# How long do fresh fillets keep in the fridge?



## JD7.62

I have some pomp fillets I caught Tuesday in the fridge. I rinsed the fillets and pat dried them with paper towels and then wrapped two at a time real tight in plastic wrap. How long will they keep? I usually eat my fish with in a day of capture but it looks like I wont be able to get to them until tomorrow, will they be good still?


----------



## SaltAddict

Probably.. always cover fish in ice if you refridgerate. Do not allow to sit in water. Keep in a strainer with catch pan under it. Add ice/empty catch pan as needed.


----------



## SouthAlabamaSlayer

They should be fine. Just make sure all the air is out of the bag.


----------



## Instant Karma

I never keep fish in fridge unless it is on ice. You will be amazed how much difference it makes. Some species will keep longer than others.

For me if it can't pass the smell test it becomes cat food.


----------



## MrFish

> For me if it can't pass the smell test it becomes cat food.


Yep. You can smell it if it's questionable or bad.


----------



## Chris V

I'll keep them in fridge for 6-7 days. After that I freeze, unless at that point they smell funny and then go in the trash.


----------



## Orion45

SaltAddict said:


> Probably.. always cover fish in ice if you refridgerate. Do not allow to sit in water. Keep in a strainer with catch pan under it. Add ice/empty catch pan as needed.


+1 Also works with fresh raw shrimp, if you want to eat it the next few days.


----------



## screwballl

Typically we use/eat the fish within 3 days of being refrigerated, if we know we will not use them within 3 days, we put them in a little water and ziploc freezer bag, and freeze them (with plenty of room for freezing expansion).


----------



## fishboy292

One of the primary things that age fish is exposure to oxygen. Works well to keep the fish whole(gutted) and packed well on ice until near time for your cooking. If you fillet them keep in a ziploc with all air and water/blood drained out. The least exposure to air the better. 
Often eat fish 7 days plus after catch if properly kept. Well except for mullet of course, which is out of the water and into the pan. 
And always, the nose knows...


----------



## billfishintimecg

Last longer if you keep it on ice, not in the fridge.


----------



## aroundthehorn

Smell test....


----------



## Nitzey

As many people have said, keep the fish on ice, 32°F. White fish, like pompano, will not be oxidized as easily as say bluefish. We bought a new refrigerator, and it is at 35° instead of 45°. Everything lasts longer.


----------



## jjam

The consensus support on ice and I agree with this but recently I place filet's in a bowl with fresh milk and seal. I'll replace milk with fresh milk ea day until all filet's are gone as I fry up some every day up to five days til gone.

I was told that the milk decreases acid that spoils the fish...not sure about the chemistry but works for me.
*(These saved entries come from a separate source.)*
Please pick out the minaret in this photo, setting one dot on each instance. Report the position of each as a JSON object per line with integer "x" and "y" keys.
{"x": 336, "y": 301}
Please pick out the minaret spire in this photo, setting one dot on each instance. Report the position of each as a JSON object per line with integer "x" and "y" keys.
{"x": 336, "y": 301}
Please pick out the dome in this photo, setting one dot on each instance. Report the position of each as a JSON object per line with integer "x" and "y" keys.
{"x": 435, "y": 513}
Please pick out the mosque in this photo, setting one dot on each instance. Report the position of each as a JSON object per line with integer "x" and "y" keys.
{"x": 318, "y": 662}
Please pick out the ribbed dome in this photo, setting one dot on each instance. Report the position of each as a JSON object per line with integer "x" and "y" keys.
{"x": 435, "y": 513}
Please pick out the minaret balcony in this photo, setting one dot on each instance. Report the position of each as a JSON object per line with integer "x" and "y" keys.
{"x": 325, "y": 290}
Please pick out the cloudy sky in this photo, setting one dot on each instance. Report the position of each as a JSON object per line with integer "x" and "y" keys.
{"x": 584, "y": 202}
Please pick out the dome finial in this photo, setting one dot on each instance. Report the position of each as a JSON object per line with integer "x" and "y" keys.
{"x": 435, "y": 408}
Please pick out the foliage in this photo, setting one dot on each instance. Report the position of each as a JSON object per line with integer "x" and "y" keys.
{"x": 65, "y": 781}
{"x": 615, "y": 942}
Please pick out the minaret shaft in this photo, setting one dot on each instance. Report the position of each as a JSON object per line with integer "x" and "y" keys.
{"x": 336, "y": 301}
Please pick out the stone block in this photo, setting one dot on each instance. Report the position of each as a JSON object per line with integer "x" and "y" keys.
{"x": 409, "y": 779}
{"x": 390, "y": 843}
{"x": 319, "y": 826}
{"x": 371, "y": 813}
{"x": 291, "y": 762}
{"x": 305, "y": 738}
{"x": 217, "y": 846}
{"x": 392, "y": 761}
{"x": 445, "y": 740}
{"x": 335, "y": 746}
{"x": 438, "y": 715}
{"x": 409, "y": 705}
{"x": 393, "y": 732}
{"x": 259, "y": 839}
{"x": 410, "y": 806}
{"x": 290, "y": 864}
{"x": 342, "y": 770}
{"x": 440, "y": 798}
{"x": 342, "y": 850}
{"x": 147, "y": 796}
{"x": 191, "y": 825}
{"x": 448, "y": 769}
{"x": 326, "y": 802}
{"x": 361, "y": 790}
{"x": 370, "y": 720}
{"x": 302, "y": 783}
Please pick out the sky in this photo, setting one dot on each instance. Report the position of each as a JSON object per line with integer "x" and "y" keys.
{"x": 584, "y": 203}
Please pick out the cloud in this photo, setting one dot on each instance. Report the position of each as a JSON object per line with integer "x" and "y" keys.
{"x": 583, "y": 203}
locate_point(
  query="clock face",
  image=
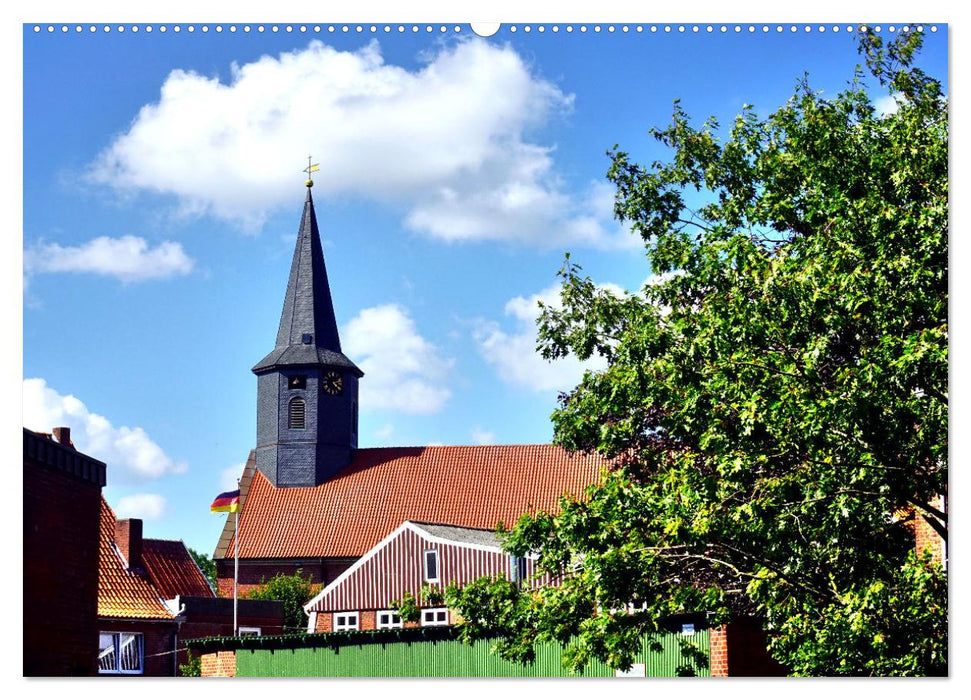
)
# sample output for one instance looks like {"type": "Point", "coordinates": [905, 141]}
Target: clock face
{"type": "Point", "coordinates": [332, 383]}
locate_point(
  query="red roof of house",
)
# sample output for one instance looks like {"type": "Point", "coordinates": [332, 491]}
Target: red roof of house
{"type": "Point", "coordinates": [471, 486]}
{"type": "Point", "coordinates": [123, 593]}
{"type": "Point", "coordinates": [172, 569]}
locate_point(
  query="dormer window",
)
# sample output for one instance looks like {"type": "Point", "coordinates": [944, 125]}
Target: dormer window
{"type": "Point", "coordinates": [297, 382]}
{"type": "Point", "coordinates": [431, 565]}
{"type": "Point", "coordinates": [298, 414]}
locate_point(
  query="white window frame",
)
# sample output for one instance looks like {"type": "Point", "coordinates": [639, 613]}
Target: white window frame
{"type": "Point", "coordinates": [292, 423]}
{"type": "Point", "coordinates": [392, 625]}
{"type": "Point", "coordinates": [116, 645]}
{"type": "Point", "coordinates": [438, 565]}
{"type": "Point", "coordinates": [347, 626]}
{"type": "Point", "coordinates": [429, 617]}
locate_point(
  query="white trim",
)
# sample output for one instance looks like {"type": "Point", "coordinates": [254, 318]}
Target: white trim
{"type": "Point", "coordinates": [371, 553]}
{"type": "Point", "coordinates": [435, 612]}
{"type": "Point", "coordinates": [139, 638]}
{"type": "Point", "coordinates": [391, 625]}
{"type": "Point", "coordinates": [347, 626]}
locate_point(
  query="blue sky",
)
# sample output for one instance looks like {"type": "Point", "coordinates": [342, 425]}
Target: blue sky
{"type": "Point", "coordinates": [162, 191]}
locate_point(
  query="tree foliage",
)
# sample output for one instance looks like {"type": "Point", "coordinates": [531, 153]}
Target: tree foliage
{"type": "Point", "coordinates": [294, 591]}
{"type": "Point", "coordinates": [775, 400]}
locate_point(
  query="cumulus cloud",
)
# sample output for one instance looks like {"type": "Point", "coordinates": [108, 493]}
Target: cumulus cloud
{"type": "Point", "coordinates": [888, 104]}
{"type": "Point", "coordinates": [146, 506]}
{"type": "Point", "coordinates": [481, 436]}
{"type": "Point", "coordinates": [228, 477]}
{"type": "Point", "coordinates": [404, 372]}
{"type": "Point", "coordinates": [131, 455]}
{"type": "Point", "coordinates": [448, 142]}
{"type": "Point", "coordinates": [129, 259]}
{"type": "Point", "coordinates": [512, 354]}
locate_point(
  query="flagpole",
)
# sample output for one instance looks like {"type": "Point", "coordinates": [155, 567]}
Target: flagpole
{"type": "Point", "coordinates": [236, 575]}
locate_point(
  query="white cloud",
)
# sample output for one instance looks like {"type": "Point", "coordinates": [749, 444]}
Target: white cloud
{"type": "Point", "coordinates": [888, 104]}
{"type": "Point", "coordinates": [228, 477]}
{"type": "Point", "coordinates": [146, 506]}
{"type": "Point", "coordinates": [447, 142]}
{"type": "Point", "coordinates": [513, 354]}
{"type": "Point", "coordinates": [404, 372]}
{"type": "Point", "coordinates": [483, 437]}
{"type": "Point", "coordinates": [384, 433]}
{"type": "Point", "coordinates": [131, 455]}
{"type": "Point", "coordinates": [128, 259]}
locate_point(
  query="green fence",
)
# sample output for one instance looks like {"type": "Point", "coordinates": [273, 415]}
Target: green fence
{"type": "Point", "coordinates": [431, 658]}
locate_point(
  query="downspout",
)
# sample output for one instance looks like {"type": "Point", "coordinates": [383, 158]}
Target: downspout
{"type": "Point", "coordinates": [175, 639]}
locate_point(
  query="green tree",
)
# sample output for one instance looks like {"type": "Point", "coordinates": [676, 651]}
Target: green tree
{"type": "Point", "coordinates": [775, 399]}
{"type": "Point", "coordinates": [208, 567]}
{"type": "Point", "coordinates": [294, 591]}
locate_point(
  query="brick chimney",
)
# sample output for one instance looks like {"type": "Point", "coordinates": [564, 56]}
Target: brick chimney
{"type": "Point", "coordinates": [128, 538]}
{"type": "Point", "coordinates": [63, 436]}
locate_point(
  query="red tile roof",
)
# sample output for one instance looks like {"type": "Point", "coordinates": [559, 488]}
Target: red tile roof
{"type": "Point", "coordinates": [123, 593]}
{"type": "Point", "coordinates": [172, 569]}
{"type": "Point", "coordinates": [473, 486]}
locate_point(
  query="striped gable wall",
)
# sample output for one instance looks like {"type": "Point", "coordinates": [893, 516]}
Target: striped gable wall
{"type": "Point", "coordinates": [396, 565]}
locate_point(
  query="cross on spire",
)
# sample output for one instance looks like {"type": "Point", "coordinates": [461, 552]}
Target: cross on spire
{"type": "Point", "coordinates": [310, 170]}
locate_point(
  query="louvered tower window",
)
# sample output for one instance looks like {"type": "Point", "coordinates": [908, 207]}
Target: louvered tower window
{"type": "Point", "coordinates": [298, 414]}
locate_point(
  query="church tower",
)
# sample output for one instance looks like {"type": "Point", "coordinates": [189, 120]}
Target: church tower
{"type": "Point", "coordinates": [306, 414]}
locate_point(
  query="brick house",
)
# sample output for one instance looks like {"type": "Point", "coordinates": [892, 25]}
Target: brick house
{"type": "Point", "coordinates": [138, 632]}
{"type": "Point", "coordinates": [62, 500]}
{"type": "Point", "coordinates": [152, 595]}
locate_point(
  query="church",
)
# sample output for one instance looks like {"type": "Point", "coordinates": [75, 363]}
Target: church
{"type": "Point", "coordinates": [313, 501]}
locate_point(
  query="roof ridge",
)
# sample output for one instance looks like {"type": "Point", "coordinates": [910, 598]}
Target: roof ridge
{"type": "Point", "coordinates": [430, 447]}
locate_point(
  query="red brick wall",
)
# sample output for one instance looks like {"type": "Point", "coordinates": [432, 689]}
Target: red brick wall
{"type": "Point", "coordinates": [926, 538]}
{"type": "Point", "coordinates": [219, 664]}
{"type": "Point", "coordinates": [739, 649]}
{"type": "Point", "coordinates": [60, 604]}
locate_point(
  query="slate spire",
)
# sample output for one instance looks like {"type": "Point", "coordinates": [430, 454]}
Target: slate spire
{"type": "Point", "coordinates": [306, 390]}
{"type": "Point", "coordinates": [307, 334]}
{"type": "Point", "coordinates": [308, 307]}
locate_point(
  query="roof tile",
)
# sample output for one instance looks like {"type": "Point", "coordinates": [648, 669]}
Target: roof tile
{"type": "Point", "coordinates": [469, 486]}
{"type": "Point", "coordinates": [122, 592]}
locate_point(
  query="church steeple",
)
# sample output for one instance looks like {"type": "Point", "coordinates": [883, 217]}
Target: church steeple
{"type": "Point", "coordinates": [307, 305]}
{"type": "Point", "coordinates": [307, 388]}
{"type": "Point", "coordinates": [308, 327]}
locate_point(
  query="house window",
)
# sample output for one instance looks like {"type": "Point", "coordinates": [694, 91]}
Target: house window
{"type": "Point", "coordinates": [298, 414]}
{"type": "Point", "coordinates": [121, 653]}
{"type": "Point", "coordinates": [431, 565]}
{"type": "Point", "coordinates": [517, 569]}
{"type": "Point", "coordinates": [345, 621]}
{"type": "Point", "coordinates": [434, 617]}
{"type": "Point", "coordinates": [388, 619]}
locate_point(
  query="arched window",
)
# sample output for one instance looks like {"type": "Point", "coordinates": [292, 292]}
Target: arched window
{"type": "Point", "coordinates": [298, 414]}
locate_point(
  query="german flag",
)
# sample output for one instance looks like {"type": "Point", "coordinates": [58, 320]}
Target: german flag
{"type": "Point", "coordinates": [226, 502]}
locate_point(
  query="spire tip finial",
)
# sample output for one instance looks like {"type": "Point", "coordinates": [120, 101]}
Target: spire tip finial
{"type": "Point", "coordinates": [310, 170]}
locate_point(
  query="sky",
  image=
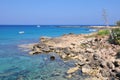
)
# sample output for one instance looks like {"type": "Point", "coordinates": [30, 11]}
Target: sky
{"type": "Point", "coordinates": [58, 12]}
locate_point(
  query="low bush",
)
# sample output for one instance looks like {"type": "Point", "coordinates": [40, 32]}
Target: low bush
{"type": "Point", "coordinates": [103, 32]}
{"type": "Point", "coordinates": [116, 36]}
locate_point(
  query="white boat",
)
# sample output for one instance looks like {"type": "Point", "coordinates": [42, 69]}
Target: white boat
{"type": "Point", "coordinates": [93, 30]}
{"type": "Point", "coordinates": [38, 26]}
{"type": "Point", "coordinates": [21, 32]}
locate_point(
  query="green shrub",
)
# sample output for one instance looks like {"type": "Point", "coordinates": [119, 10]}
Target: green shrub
{"type": "Point", "coordinates": [103, 32]}
{"type": "Point", "coordinates": [118, 23]}
{"type": "Point", "coordinates": [116, 36]}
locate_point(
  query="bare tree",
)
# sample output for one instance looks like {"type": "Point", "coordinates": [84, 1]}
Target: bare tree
{"type": "Point", "coordinates": [106, 22]}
If holding up to six months, I'll pat dry with paper towels and vacuum seal. Thaw & soak in milk for a few hours before frying...takes the smell right out and fish taste fresh.

Jimmy


----------



## jjam

Nitzey said:


> As many people have said, keep the fish on ice, 32°F. White fish, like pompano, will not be oxidized as easily as say bluefish. We bought a new refrigerator, and it is at 35° instead of 45°. Everything lasts longer.


FYI, 

your frig should be below 40 F at all times to ensure food safety, 35 F even better but anything above 40 F your inviting in FBI (Food Born Illness)

Jimmy


----------



## Starlifter

I invested in a Food Saver vacuum sealer to lengthen the time I can store fish, for this very reason. Though I've noticed that between 5-7 days is the maximum time I'll keep fillets in the fridge before eating or freezing.

Also, I too agree if raw meat stored in a fridge doesn't smell fresh (has a little funk) then I'm not taking any chances eating it.


----------